The traditional kinship between mathematics and music is multiplied manyfold within the hacker community, which tends to be musically inclined, if not gifted. Even if music is not a student's professional objective, it satisfies an often important need for avocation.
This can be generalized because many avocations are needlessly subordinated by parental and social forces, when they could be vehicles for more meaningful, deeper learning. The concept of a hobby is subject to great change in digital life. While it is used to mean an extracurricular passion, in the digital world such hobbies can be part of the toys with which we think and the tools with which we play.
The computer provides a complete range of points of entry to music and does not limit access to the prodigious child, nor to those who are sufficiently disciplined or genetically inclined.
Painting is another example. A refrigerator door with a child's drawing attached to it is as wholesome as apple pie. We encourage our children to be expressive and to make things. But when they reach age 6 or 7, we switch gears on them. We leave them with the impression that art class is at best like baseball (a hobby) and at worst for wimps. And for the next 20 years we feed their left brains like a Strasbourg goose, leaving the right sides to catch as catch can - or shrivel into a pea.
Seymour Papert tells the story of a mid-19th-century surgeon magically transported through time into a modern operating theater. This doctor would not recognize a thing, would not know what to do or how to help. Modern technology has transformed the practice of surgical medicine. By contrast, if a mid-19th-century school teacher were carried by the same time machine into a present-day classroom, that teacher could be a substitute teacher today, more or less picking up where his or her late-20th-century peer left off. There is no fundamental difference between the way we teach today and the way we did 150 years ago. The technology is almost the same.

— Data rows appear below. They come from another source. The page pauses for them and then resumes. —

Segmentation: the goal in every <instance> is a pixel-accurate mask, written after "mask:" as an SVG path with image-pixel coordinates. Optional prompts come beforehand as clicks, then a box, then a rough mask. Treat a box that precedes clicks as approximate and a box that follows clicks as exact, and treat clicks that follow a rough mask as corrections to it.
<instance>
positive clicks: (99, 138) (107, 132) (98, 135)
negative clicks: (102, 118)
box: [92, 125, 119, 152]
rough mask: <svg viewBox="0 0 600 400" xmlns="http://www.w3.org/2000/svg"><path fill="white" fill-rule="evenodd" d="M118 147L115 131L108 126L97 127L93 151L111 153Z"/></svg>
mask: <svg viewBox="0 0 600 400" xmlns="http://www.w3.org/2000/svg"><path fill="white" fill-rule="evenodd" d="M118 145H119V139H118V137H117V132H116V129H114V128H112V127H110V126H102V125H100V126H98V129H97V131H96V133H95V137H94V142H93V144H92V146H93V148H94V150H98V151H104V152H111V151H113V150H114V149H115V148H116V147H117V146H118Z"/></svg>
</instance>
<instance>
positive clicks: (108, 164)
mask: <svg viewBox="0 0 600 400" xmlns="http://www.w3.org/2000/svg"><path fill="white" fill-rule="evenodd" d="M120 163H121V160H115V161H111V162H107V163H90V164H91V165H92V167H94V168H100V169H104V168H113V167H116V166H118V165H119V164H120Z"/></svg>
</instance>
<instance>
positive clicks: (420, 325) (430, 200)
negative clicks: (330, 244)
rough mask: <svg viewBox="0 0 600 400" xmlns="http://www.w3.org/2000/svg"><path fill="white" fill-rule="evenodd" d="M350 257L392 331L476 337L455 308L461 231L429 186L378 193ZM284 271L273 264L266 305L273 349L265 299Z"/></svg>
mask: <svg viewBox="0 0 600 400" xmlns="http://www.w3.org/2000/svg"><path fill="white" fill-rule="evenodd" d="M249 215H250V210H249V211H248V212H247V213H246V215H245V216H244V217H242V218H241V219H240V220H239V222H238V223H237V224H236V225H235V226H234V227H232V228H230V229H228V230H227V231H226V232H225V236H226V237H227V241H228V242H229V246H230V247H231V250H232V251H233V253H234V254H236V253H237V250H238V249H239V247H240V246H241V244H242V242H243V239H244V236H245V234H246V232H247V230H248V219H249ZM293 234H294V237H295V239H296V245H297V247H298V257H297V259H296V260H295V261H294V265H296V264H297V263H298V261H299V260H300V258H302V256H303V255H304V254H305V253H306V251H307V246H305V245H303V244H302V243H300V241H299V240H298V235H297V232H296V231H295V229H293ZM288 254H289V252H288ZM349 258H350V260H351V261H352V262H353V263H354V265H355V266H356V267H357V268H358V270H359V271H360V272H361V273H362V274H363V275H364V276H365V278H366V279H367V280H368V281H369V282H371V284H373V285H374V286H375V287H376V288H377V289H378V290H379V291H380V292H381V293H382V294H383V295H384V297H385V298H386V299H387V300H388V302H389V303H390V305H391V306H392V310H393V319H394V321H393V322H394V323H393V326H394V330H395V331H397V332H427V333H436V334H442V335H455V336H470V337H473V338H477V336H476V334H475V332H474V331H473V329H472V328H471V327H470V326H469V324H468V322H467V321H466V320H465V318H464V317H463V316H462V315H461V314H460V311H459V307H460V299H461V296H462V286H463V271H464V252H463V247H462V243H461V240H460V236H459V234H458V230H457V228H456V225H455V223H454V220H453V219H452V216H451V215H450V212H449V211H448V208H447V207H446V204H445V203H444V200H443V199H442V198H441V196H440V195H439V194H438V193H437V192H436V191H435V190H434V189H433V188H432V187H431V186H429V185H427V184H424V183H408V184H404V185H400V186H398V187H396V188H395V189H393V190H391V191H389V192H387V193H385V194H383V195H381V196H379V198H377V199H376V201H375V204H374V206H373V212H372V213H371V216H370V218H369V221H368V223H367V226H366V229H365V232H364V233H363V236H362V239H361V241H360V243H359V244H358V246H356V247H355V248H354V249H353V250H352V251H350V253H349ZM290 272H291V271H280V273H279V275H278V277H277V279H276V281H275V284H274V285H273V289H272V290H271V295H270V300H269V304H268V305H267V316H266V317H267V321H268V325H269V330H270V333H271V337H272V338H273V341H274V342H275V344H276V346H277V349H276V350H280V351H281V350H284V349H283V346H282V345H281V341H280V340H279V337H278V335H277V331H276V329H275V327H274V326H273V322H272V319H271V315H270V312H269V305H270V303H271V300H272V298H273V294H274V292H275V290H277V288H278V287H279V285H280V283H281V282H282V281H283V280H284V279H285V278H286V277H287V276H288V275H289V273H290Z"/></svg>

This sort of change is slow. I believe that's because it's deep - deeper than most people think. We are moving away from a hard-line mode of teaching that caters primarily to compulsive, serialist children, toward one that is more porous and draws no lines between art and science or right brain and left brain. When children use the Logo program language to make pictures on their computer screens, those images are at once artistic expression and mathematical expression, seen as both or either.
What was once only an abstract concept - like math - now has a window into it that has many components from the visual arts. What this means by extension is that computers will make our future adult population much more visually literate and artistically able than today. Ten years from now, teenagers are likely to enjoy a much richer panorama of options because the pursuit of intellectual achievement will not be tilted in favor of bookworms but cater to a range of expressive tastes.
"The Return of the Sunday Painter," the title of a chapter I contributed to The Computer Age: A Twenty-Year View more than two decades ago, is meant to suggest a new era of respect for avocations and a future with more active engagement in making, doing, and expressing.
My belief in this comes from watching computer hackers, both young and old. Their programs are like paintings: they have aesthetic qualities and are shown and discussed in terms of their meaning from many perspectives. Their programs include behavior and style that reflect their makers. These people are the forerunners of the new expressionists.